Access to Your Obsidian Account Online.

This gives knowledge of your:

  • Email
  • Full Name
  • Last 4 digits of your payment details
  • Which licenses you have purchased
  • All of your remote vaults

And gives the ability to:

  • Delete your account
  • Change your password
  • Change your email
  • Sign into your account on another device and use your licenses.
  • Edit your Obsidian Published sites (? Needs verified. I believe it would allow you to replace an existing site with a new one)
  • Download your remote repositories. Even without knowing the encryption key, the bad actor now gains the ability to brute force your vault by continually guessing different passwords until they get it right, if they have a powerful computer(s). Depending on your encryption password this could take somewhere between days or decades to guess. Though technology is always improving, and this attack surface should still be protected.

No notification is given when someone logs into your account from a new computer/ip (that I have seen) so the exposed user would be unaware of the issue unless the bad actor did something to reveal themselves.

< Required to pass to Stage 2: Encryption Key(s) >

Stage 2

Access to all the data in your vault(s) :exclamation:


No 2FA option for a sync account is really the only thing stopping me from using Obsidian more and purchasing multiple accounts for my colleagues. I’d really like to adopt the tool more broadly, so +10000 to this feature. Doesn’t have to be fancy, but would prefer the option for app-based 2FA (like google authenticator) rather than SMS based 2FA (although you usually get one if you get the other).


If this wasn’t clear from the previous replies I want to reiterate that the

  1. Login credentials are separate from the password you use for end to end encryption.
  2. Two factor authentication would be an extra layer for login part.

This is (minor) misunderstanding:
The knowledge of login credentials DO NOT enable you to download the encrypted version of your vault, you still need your remote vault password for that.

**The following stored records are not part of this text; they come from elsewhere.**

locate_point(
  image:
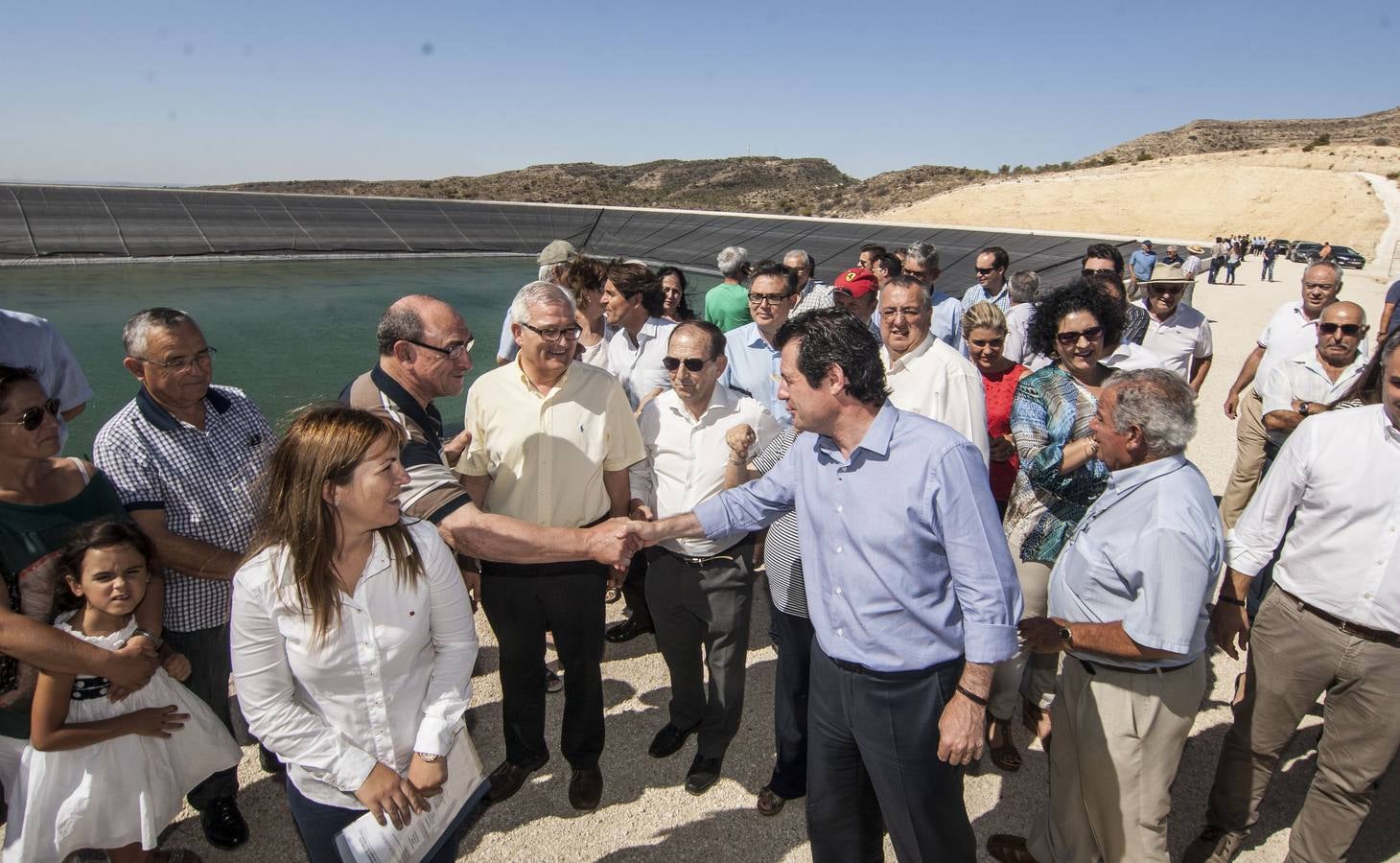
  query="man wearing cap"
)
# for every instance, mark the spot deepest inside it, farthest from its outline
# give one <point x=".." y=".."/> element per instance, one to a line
<point x="551" y="261"/>
<point x="857" y="292"/>
<point x="924" y="374"/>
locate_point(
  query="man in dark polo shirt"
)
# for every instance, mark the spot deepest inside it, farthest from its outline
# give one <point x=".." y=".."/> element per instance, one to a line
<point x="425" y="348"/>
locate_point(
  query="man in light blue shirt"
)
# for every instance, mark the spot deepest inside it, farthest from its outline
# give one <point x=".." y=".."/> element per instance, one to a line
<point x="1129" y="602"/>
<point x="749" y="349"/>
<point x="912" y="592"/>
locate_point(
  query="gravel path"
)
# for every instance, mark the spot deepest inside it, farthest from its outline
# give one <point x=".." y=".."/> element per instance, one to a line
<point x="647" y="816"/>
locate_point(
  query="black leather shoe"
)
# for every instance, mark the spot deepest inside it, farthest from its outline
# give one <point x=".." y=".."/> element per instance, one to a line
<point x="627" y="631"/>
<point x="703" y="774"/>
<point x="586" y="789"/>
<point x="224" y="826"/>
<point x="668" y="741"/>
<point x="508" y="778"/>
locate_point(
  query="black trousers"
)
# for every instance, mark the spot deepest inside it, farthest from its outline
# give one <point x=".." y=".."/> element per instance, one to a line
<point x="873" y="765"/>
<point x="523" y="602"/>
<point x="793" y="639"/>
<point x="210" y="665"/>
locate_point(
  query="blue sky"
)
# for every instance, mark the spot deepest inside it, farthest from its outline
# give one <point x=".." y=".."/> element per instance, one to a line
<point x="201" y="93"/>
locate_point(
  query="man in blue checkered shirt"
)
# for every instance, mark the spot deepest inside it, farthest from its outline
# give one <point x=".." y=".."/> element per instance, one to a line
<point x="185" y="457"/>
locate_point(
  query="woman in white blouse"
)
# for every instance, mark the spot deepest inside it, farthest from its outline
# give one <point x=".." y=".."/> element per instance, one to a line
<point x="352" y="632"/>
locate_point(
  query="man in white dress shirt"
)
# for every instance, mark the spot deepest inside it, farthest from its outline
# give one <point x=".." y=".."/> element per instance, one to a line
<point x="1330" y="623"/>
<point x="697" y="437"/>
<point x="924" y="374"/>
<point x="1291" y="331"/>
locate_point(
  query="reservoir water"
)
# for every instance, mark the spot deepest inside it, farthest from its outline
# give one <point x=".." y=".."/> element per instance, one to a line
<point x="288" y="332"/>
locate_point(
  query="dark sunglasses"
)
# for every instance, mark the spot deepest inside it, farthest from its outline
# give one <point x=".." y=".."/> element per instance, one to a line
<point x="691" y="364"/>
<point x="1347" y="330"/>
<point x="1070" y="339"/>
<point x="33" y="418"/>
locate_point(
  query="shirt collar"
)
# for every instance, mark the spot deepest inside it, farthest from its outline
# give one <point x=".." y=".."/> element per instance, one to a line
<point x="876" y="437"/>
<point x="166" y="421"/>
<point x="429" y="418"/>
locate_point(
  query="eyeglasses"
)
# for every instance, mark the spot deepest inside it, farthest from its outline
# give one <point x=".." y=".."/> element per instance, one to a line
<point x="769" y="298"/>
<point x="455" y="352"/>
<point x="1071" y="338"/>
<point x="201" y="358"/>
<point x="1347" y="330"/>
<point x="553" y="334"/>
<point x="691" y="364"/>
<point x="33" y="418"/>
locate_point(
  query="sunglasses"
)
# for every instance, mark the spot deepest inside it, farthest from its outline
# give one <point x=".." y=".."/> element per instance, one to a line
<point x="691" y="364"/>
<point x="33" y="418"/>
<point x="1070" y="339"/>
<point x="1347" y="330"/>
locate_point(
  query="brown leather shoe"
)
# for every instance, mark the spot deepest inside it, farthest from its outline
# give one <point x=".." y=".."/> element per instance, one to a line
<point x="508" y="778"/>
<point x="586" y="789"/>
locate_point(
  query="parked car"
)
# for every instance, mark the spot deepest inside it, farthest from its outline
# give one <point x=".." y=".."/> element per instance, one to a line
<point x="1344" y="255"/>
<point x="1299" y="252"/>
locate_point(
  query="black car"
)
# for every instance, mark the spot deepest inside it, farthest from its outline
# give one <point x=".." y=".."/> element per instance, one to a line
<point x="1299" y="252"/>
<point x="1344" y="255"/>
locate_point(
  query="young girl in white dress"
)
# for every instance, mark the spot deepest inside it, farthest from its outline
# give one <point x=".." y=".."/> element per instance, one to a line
<point x="103" y="774"/>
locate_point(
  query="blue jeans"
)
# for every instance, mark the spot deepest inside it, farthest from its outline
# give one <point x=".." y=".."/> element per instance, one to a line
<point x="318" y="826"/>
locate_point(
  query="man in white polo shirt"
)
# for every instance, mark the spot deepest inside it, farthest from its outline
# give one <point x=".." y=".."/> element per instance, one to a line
<point x="1177" y="332"/>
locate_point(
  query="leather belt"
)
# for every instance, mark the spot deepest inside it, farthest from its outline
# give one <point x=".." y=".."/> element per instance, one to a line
<point x="1361" y="632"/>
<point x="1093" y="668"/>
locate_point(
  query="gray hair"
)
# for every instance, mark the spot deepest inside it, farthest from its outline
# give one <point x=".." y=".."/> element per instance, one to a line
<point x="733" y="261"/>
<point x="805" y="255"/>
<point x="1025" y="286"/>
<point x="139" y="328"/>
<point x="539" y="293"/>
<point x="1158" y="403"/>
<point x="922" y="254"/>
<point x="1329" y="264"/>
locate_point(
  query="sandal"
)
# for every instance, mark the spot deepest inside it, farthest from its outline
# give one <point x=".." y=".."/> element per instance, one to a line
<point x="1004" y="756"/>
<point x="1008" y="850"/>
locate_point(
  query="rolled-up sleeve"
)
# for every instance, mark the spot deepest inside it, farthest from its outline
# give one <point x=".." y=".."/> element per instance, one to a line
<point x="752" y="506"/>
<point x="268" y="691"/>
<point x="455" y="643"/>
<point x="979" y="562"/>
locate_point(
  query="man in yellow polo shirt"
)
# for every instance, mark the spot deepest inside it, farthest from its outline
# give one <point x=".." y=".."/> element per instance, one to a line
<point x="551" y="441"/>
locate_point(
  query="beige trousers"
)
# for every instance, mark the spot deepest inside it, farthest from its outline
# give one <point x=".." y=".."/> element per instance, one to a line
<point x="1294" y="657"/>
<point x="1249" y="457"/>
<point x="1117" y="743"/>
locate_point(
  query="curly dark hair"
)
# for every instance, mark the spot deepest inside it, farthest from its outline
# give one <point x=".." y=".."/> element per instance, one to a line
<point x="1078" y="296"/>
<point x="834" y="337"/>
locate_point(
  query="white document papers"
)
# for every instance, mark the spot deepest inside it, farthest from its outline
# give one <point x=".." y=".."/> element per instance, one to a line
<point x="365" y="841"/>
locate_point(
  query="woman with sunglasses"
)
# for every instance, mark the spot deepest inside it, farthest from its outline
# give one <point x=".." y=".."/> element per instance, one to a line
<point x="1060" y="477"/>
<point x="42" y="501"/>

The knowledge of login credentials DO NOT enable you to download the encrypted version of your vault, you still need your remote vault password for that.

This is new information, thanks for sharing. However… are you saying the password is sent over the web to Obsidian HQ, where it is then checked against your Vault? (And if all good then it allows the Vault to be downloaded, otherwise it does not) That has it’s own security concerns :100: :scream:

Even ignoring those, I hope you can see that removing the whole “Downloading your encrypted vault” point is but one of many I give in this post. Two Factor Authentication is necessary for proper protection of a user’s data and their account.

And as @chrissanders requested having 2FA for the Encryption (optionally) would be an added bonus, as then us users would retain the only access possible to the data, and Obsidian themselves would have none (and thus more security is achieved).

A hash of the salted password is sent for additional verification along with the login token.

I am not dismissing this FR. I have just replied because in this thread I see confusion between login credentials and e2e encryption.

+1, great idea, totally in line with Obsidian’s audience and brand. 2FA the account login, yes please.


+1, definitely. 2FA is essential these days. One of the reasons I’m hesitant to use Sync is the lack of this level of security.


+1 on this.

E2E is one of the great features of Obsidian. 2FA on top would make it even better.


+1 for the reasons mentioned above. I have 2FA on “everything” where I can.


I just wanted to add to this: I absolutely love Obsidian, but I was honestly taken aback when setting up my online/sync account at the lack of 2fa. At first I just thought I couldn’t find it, so I searched around, and indeed: nope. Does not exist.

Please please please add this in as a top priority! Our accounts are extremely vulnerable right now. Single simple pw auth is leaving us all exposed.